Across this predominantly dreich landscape, a few isolated figures gleam. Thomas de Quincey (1785–1859) may have been the ‘English Opium Eater’, but he spent more than half his life in Edinburgh: usually, it must be said, impecuniously. He contributed to Noctes Ambrosianae, the irreverent satire in Blackwood’s Magazine; a highlight of which is the description of James Hogg’s experimentation with opium. Another, briefer, guest was the ‘Great Beast’, Aleister Crowley (1875–1947), who quit Welwyn Garden City for a retreat on the banks of Loch Ness before relocating to Sicily.

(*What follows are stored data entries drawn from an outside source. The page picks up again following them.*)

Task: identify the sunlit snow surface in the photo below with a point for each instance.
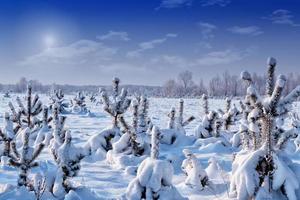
(110, 183)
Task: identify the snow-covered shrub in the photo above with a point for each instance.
(45, 133)
(154, 177)
(118, 104)
(196, 176)
(27, 116)
(134, 142)
(57, 99)
(68, 158)
(7, 136)
(264, 169)
(211, 122)
(93, 98)
(25, 159)
(115, 106)
(57, 137)
(231, 114)
(7, 94)
(78, 104)
(175, 131)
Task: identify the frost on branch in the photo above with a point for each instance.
(57, 99)
(196, 176)
(134, 142)
(264, 169)
(154, 177)
(230, 116)
(78, 104)
(57, 137)
(68, 158)
(26, 116)
(205, 104)
(24, 159)
(44, 134)
(118, 104)
(115, 106)
(7, 136)
(209, 127)
(176, 124)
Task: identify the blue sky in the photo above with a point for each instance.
(144, 41)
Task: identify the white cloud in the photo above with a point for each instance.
(79, 52)
(115, 35)
(207, 34)
(170, 60)
(282, 16)
(222, 57)
(181, 3)
(207, 30)
(221, 3)
(174, 3)
(150, 45)
(248, 30)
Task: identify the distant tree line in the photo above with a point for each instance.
(184, 85)
(219, 85)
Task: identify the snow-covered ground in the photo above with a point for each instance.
(111, 183)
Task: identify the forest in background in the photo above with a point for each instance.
(184, 85)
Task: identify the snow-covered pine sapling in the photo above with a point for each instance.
(180, 122)
(177, 122)
(25, 159)
(230, 115)
(154, 177)
(118, 104)
(196, 176)
(270, 169)
(78, 103)
(44, 134)
(79, 100)
(115, 106)
(57, 98)
(209, 126)
(205, 103)
(26, 117)
(68, 159)
(93, 98)
(132, 133)
(155, 137)
(38, 186)
(58, 132)
(136, 132)
(7, 136)
(171, 115)
(143, 119)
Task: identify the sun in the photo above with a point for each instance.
(49, 41)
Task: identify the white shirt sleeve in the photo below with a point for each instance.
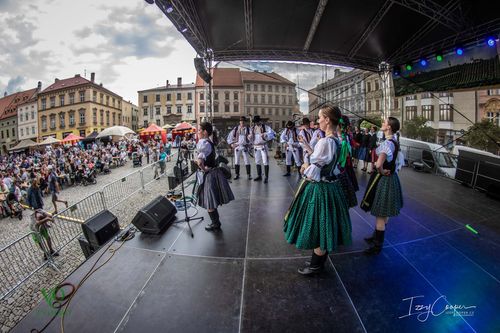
(204, 149)
(324, 153)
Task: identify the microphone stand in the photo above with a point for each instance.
(186, 219)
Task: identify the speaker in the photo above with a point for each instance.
(100, 228)
(87, 249)
(156, 216)
(199, 65)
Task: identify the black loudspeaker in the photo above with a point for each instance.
(155, 217)
(199, 65)
(87, 249)
(100, 228)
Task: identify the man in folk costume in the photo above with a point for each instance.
(259, 136)
(305, 136)
(238, 139)
(290, 137)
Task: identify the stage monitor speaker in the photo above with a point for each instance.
(100, 228)
(87, 249)
(155, 217)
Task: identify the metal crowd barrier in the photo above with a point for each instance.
(23, 257)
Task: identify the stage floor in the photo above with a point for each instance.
(244, 278)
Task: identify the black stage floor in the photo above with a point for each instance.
(244, 278)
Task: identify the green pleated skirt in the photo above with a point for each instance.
(388, 199)
(318, 217)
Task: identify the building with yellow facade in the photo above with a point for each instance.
(77, 105)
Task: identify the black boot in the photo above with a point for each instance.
(315, 267)
(259, 173)
(370, 239)
(248, 171)
(377, 244)
(237, 171)
(288, 170)
(215, 225)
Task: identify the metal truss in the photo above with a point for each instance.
(249, 23)
(434, 11)
(315, 22)
(299, 56)
(369, 29)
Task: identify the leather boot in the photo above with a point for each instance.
(370, 239)
(248, 171)
(315, 267)
(266, 173)
(288, 170)
(215, 225)
(377, 244)
(237, 171)
(259, 173)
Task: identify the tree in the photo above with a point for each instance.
(484, 135)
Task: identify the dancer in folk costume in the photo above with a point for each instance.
(238, 139)
(259, 136)
(305, 135)
(318, 217)
(290, 137)
(383, 197)
(214, 189)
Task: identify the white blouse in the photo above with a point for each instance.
(324, 152)
(204, 149)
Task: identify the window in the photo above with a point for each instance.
(428, 112)
(445, 112)
(61, 120)
(411, 112)
(82, 117)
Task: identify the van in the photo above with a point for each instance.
(429, 157)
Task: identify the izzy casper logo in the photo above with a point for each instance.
(417, 308)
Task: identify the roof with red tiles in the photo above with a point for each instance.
(8, 104)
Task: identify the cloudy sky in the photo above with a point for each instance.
(129, 44)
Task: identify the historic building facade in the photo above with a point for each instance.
(77, 105)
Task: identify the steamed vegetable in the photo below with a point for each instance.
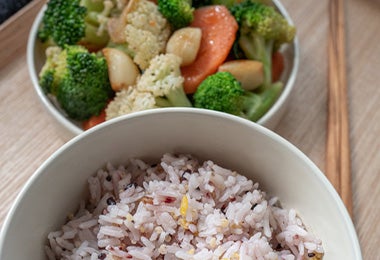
(75, 22)
(261, 31)
(79, 80)
(179, 13)
(160, 86)
(222, 92)
(108, 58)
(218, 35)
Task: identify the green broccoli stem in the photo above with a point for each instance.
(258, 104)
(255, 47)
(178, 98)
(92, 5)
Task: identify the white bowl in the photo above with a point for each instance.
(70, 128)
(281, 169)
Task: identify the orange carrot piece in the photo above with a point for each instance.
(219, 29)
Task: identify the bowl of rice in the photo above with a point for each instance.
(178, 183)
(69, 127)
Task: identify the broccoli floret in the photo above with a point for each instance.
(48, 78)
(164, 80)
(179, 13)
(222, 92)
(79, 80)
(261, 31)
(69, 22)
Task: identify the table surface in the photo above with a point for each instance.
(28, 137)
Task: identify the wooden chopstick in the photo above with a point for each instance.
(338, 166)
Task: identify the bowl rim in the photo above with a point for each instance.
(74, 129)
(235, 119)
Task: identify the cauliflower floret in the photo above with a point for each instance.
(144, 15)
(144, 44)
(147, 31)
(129, 100)
(161, 85)
(162, 76)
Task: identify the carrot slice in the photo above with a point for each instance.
(219, 29)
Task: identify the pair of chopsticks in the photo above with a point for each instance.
(337, 142)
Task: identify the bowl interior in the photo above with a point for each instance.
(70, 128)
(280, 168)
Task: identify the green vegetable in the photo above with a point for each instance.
(222, 92)
(179, 13)
(262, 30)
(79, 80)
(69, 22)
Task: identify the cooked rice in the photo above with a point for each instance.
(180, 209)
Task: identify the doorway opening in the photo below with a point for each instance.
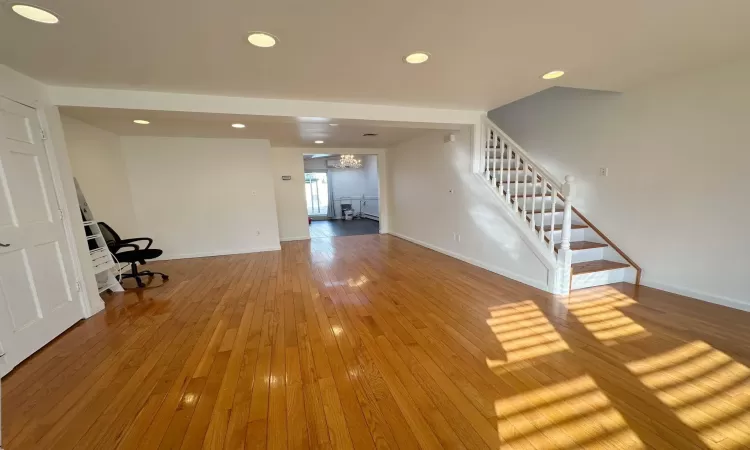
(342, 195)
(316, 194)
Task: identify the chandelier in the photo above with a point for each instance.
(348, 162)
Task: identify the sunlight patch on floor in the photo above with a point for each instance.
(707, 390)
(524, 332)
(567, 415)
(603, 319)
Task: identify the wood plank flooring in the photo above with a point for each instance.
(373, 342)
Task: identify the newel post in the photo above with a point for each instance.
(565, 255)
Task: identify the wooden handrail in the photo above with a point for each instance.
(637, 268)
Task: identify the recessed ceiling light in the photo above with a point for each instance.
(552, 75)
(261, 39)
(417, 58)
(35, 13)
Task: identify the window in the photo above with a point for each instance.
(316, 193)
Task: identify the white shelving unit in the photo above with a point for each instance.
(106, 268)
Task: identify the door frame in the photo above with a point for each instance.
(49, 150)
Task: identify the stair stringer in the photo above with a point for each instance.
(556, 275)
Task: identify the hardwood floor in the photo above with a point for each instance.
(373, 342)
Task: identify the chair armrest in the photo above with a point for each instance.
(131, 240)
(123, 245)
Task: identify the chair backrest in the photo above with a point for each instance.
(110, 236)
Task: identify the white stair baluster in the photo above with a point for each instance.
(486, 138)
(494, 159)
(552, 221)
(525, 190)
(533, 197)
(509, 157)
(500, 186)
(541, 210)
(517, 161)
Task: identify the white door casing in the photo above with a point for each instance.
(37, 302)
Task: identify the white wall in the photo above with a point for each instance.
(98, 165)
(434, 194)
(201, 197)
(675, 199)
(291, 207)
(26, 90)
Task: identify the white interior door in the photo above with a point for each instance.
(36, 273)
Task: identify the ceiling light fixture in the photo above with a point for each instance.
(348, 162)
(552, 75)
(261, 39)
(35, 13)
(417, 58)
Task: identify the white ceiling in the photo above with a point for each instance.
(485, 53)
(281, 131)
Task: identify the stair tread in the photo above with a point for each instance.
(558, 226)
(600, 265)
(583, 245)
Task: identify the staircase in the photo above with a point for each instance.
(576, 252)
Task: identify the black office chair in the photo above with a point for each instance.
(115, 244)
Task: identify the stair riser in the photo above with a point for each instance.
(575, 235)
(519, 189)
(585, 280)
(534, 204)
(591, 254)
(548, 217)
(581, 234)
(510, 175)
(496, 165)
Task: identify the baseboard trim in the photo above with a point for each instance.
(474, 262)
(221, 253)
(298, 238)
(703, 296)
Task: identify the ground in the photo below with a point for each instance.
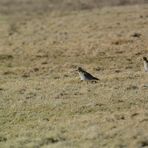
(43, 103)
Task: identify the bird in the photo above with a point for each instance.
(145, 64)
(85, 76)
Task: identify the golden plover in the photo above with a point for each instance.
(85, 76)
(145, 64)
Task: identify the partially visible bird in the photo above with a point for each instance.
(145, 64)
(85, 75)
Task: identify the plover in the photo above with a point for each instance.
(145, 64)
(85, 76)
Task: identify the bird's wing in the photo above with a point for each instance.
(89, 76)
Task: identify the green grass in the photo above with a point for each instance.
(42, 101)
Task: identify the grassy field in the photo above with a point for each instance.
(42, 101)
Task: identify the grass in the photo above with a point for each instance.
(42, 101)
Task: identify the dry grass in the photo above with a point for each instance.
(42, 101)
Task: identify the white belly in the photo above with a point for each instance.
(82, 77)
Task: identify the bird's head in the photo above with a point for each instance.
(145, 59)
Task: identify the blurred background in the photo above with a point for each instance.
(15, 6)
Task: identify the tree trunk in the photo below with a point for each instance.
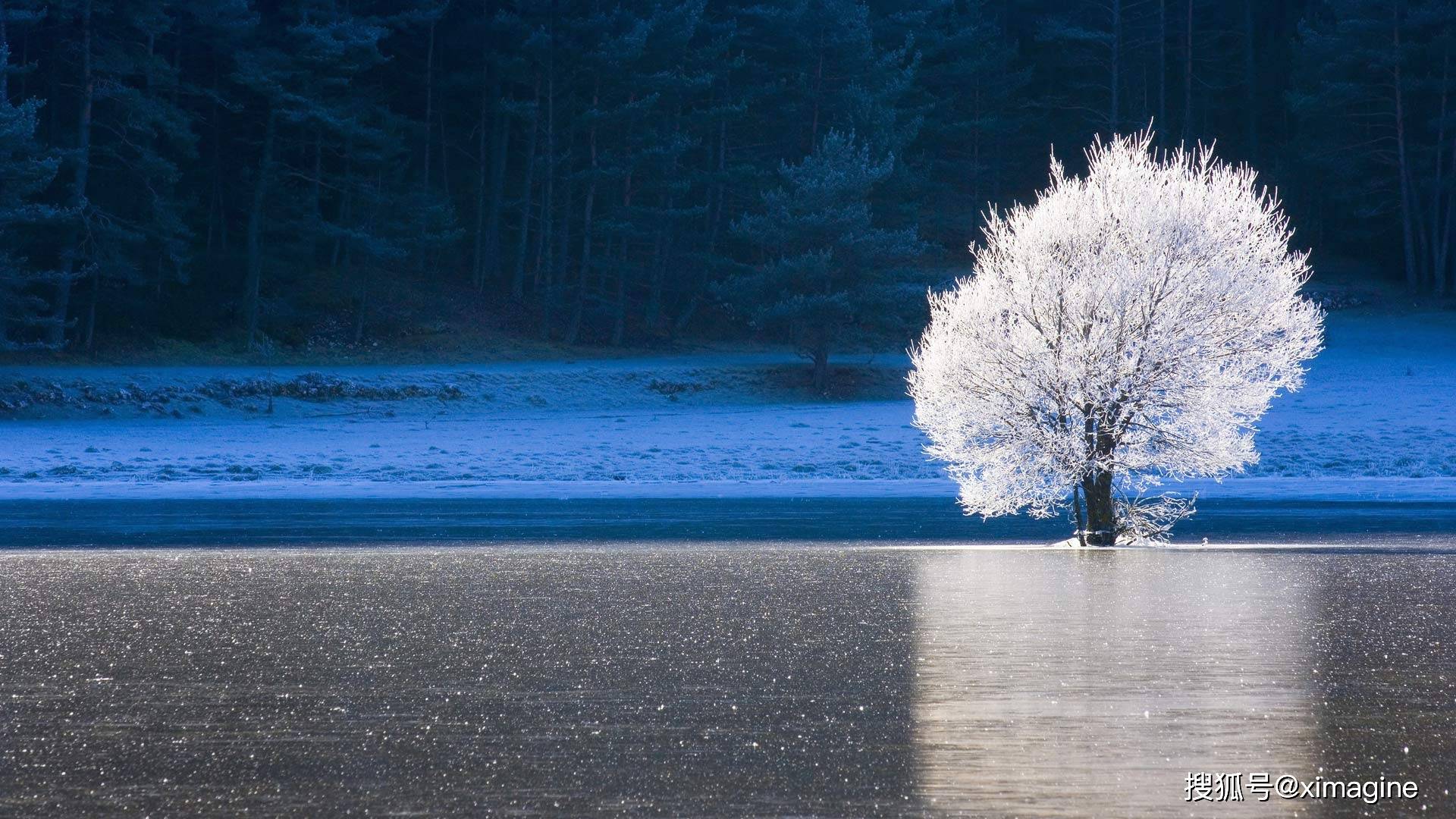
(1402, 168)
(1163, 66)
(1250, 85)
(1101, 519)
(1188, 74)
(523, 235)
(253, 283)
(820, 357)
(1117, 66)
(77, 199)
(579, 306)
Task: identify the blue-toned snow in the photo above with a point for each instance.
(1376, 420)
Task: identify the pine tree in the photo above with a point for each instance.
(829, 276)
(27, 169)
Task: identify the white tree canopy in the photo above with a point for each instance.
(1134, 322)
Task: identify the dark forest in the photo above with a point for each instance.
(294, 172)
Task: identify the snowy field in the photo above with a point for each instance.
(1378, 420)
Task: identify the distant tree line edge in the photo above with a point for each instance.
(626, 172)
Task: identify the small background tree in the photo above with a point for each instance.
(1128, 327)
(829, 278)
(27, 169)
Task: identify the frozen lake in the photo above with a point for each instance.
(710, 675)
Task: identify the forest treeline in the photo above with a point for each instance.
(622, 171)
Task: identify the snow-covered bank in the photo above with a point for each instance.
(1378, 420)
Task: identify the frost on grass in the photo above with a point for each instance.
(1126, 328)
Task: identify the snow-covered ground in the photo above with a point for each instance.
(1378, 419)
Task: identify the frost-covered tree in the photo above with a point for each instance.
(830, 278)
(1126, 328)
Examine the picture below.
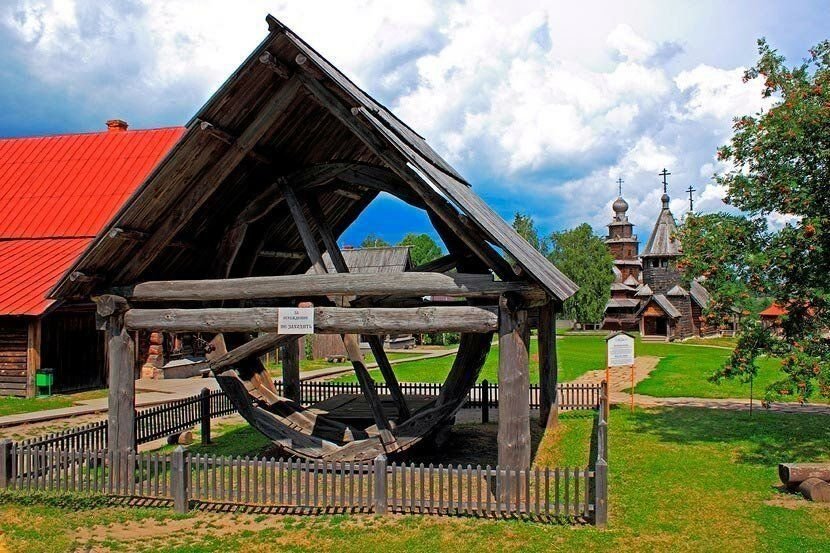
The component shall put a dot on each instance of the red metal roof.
(56, 194)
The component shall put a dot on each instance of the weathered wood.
(375, 342)
(291, 370)
(815, 489)
(275, 65)
(381, 284)
(32, 356)
(793, 474)
(514, 389)
(327, 320)
(548, 369)
(121, 368)
(194, 198)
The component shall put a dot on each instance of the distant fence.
(305, 486)
(177, 416)
(77, 461)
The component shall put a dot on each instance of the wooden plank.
(322, 284)
(195, 197)
(514, 388)
(327, 320)
(33, 356)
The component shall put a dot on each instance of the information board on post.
(295, 320)
(620, 349)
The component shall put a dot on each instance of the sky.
(541, 105)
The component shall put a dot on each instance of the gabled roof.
(287, 112)
(662, 241)
(644, 290)
(677, 290)
(663, 303)
(389, 259)
(56, 194)
(700, 294)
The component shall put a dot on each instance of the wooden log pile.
(812, 480)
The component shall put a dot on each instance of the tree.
(585, 259)
(423, 248)
(523, 224)
(372, 240)
(779, 163)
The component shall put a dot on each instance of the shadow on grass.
(763, 439)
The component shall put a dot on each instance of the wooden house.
(57, 194)
(282, 159)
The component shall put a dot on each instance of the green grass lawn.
(17, 405)
(680, 480)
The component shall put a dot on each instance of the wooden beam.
(398, 163)
(548, 369)
(350, 341)
(186, 206)
(121, 369)
(327, 320)
(375, 342)
(383, 284)
(32, 356)
(514, 389)
(291, 369)
(276, 66)
(281, 255)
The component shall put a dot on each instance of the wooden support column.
(32, 357)
(548, 369)
(375, 342)
(291, 370)
(120, 364)
(514, 387)
(350, 341)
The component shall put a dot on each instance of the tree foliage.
(423, 248)
(372, 240)
(524, 225)
(584, 258)
(779, 163)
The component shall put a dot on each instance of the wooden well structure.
(284, 156)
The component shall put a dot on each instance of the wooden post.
(291, 370)
(485, 401)
(548, 369)
(32, 357)
(121, 367)
(204, 406)
(380, 499)
(5, 462)
(179, 478)
(514, 388)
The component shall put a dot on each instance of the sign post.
(620, 353)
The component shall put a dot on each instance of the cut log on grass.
(816, 490)
(792, 474)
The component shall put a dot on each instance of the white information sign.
(620, 350)
(295, 320)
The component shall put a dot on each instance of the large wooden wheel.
(304, 432)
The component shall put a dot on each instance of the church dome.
(620, 205)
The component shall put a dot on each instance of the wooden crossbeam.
(347, 284)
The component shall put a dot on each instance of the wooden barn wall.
(14, 337)
(72, 346)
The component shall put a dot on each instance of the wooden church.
(649, 292)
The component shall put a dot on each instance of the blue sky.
(541, 105)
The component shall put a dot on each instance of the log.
(327, 320)
(792, 474)
(341, 284)
(815, 489)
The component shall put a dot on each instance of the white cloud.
(540, 103)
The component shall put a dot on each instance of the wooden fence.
(305, 486)
(179, 415)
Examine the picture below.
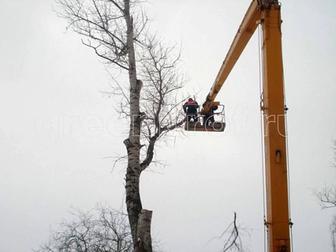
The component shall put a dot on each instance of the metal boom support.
(267, 14)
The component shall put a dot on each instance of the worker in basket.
(190, 108)
(209, 118)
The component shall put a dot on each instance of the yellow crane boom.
(267, 14)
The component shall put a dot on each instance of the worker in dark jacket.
(209, 118)
(190, 108)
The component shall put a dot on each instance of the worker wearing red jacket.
(190, 108)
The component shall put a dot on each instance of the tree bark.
(144, 242)
(133, 200)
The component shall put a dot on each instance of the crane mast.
(266, 13)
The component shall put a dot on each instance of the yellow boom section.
(267, 14)
(245, 32)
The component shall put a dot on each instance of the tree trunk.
(144, 242)
(133, 200)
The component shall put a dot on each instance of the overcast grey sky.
(57, 129)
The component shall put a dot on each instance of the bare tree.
(327, 199)
(116, 30)
(99, 230)
(231, 237)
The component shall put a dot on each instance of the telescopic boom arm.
(267, 14)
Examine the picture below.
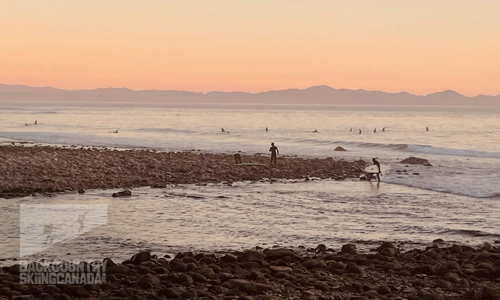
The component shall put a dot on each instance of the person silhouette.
(274, 151)
(375, 162)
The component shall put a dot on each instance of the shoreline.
(50, 169)
(436, 272)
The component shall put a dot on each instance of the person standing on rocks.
(274, 151)
(375, 162)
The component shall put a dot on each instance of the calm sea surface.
(457, 199)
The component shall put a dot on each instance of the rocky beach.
(35, 169)
(434, 273)
(440, 271)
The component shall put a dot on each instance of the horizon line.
(253, 93)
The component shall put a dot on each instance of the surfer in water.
(274, 151)
(375, 162)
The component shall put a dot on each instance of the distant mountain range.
(314, 95)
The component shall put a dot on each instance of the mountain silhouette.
(323, 94)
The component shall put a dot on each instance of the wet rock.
(491, 293)
(251, 255)
(284, 254)
(123, 193)
(198, 278)
(140, 257)
(349, 249)
(354, 269)
(207, 272)
(388, 249)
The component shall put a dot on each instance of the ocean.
(456, 199)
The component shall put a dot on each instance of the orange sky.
(391, 45)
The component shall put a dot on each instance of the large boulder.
(415, 161)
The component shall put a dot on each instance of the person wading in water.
(274, 150)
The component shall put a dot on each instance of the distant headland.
(324, 95)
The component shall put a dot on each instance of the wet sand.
(45, 169)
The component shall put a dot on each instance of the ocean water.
(457, 199)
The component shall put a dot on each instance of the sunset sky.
(235, 45)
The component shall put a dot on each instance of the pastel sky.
(418, 46)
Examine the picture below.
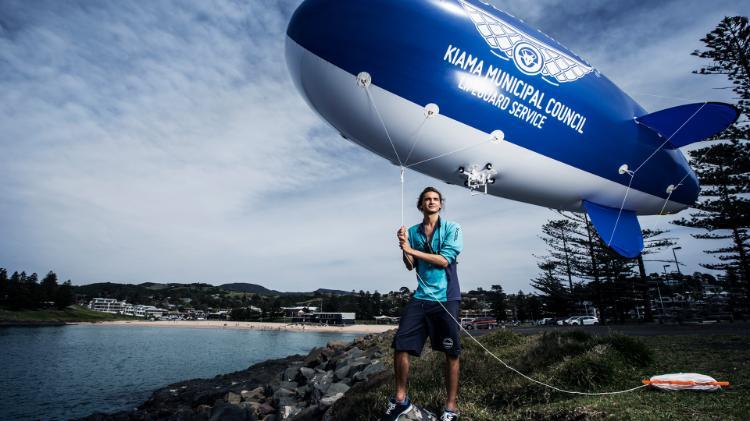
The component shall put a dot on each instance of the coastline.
(221, 324)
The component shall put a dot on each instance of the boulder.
(355, 353)
(290, 374)
(307, 372)
(288, 385)
(233, 398)
(227, 412)
(288, 411)
(329, 400)
(337, 344)
(253, 395)
(342, 373)
(265, 409)
(336, 388)
(374, 368)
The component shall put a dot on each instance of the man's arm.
(409, 261)
(434, 259)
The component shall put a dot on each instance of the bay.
(64, 372)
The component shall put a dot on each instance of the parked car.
(465, 321)
(571, 320)
(482, 323)
(585, 321)
(544, 321)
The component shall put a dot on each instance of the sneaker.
(396, 409)
(449, 415)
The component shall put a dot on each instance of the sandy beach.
(220, 324)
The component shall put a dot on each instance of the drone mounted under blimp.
(465, 93)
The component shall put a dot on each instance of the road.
(737, 328)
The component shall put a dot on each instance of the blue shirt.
(438, 283)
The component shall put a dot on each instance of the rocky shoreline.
(294, 388)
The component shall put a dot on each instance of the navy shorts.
(428, 318)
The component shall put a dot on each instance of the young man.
(431, 248)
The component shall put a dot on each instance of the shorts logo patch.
(447, 343)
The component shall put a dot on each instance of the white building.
(107, 305)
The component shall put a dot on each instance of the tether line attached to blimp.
(632, 174)
(402, 168)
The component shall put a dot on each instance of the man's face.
(431, 203)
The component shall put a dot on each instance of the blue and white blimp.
(465, 93)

Indigenous Scots, if they were inclined to bohemian pursuits, tended to explore this fascination outside of Scotland. John Davidson (1857–1909) is known now, if at all, for ‘Thirty Bob a Week’, which inspired T S Eliot. He was, however, a contributor to The Yellow Book, a chronicler of the demimonde in Fleet Street Eclogues, and the author of a series of remarkable, rebellious Testaments. The gloriously hedonistic Norman Douglas (1868–1952), author of South Wind, is most closely associated with the Mediterranean, not his Aberdeenshire birthplace.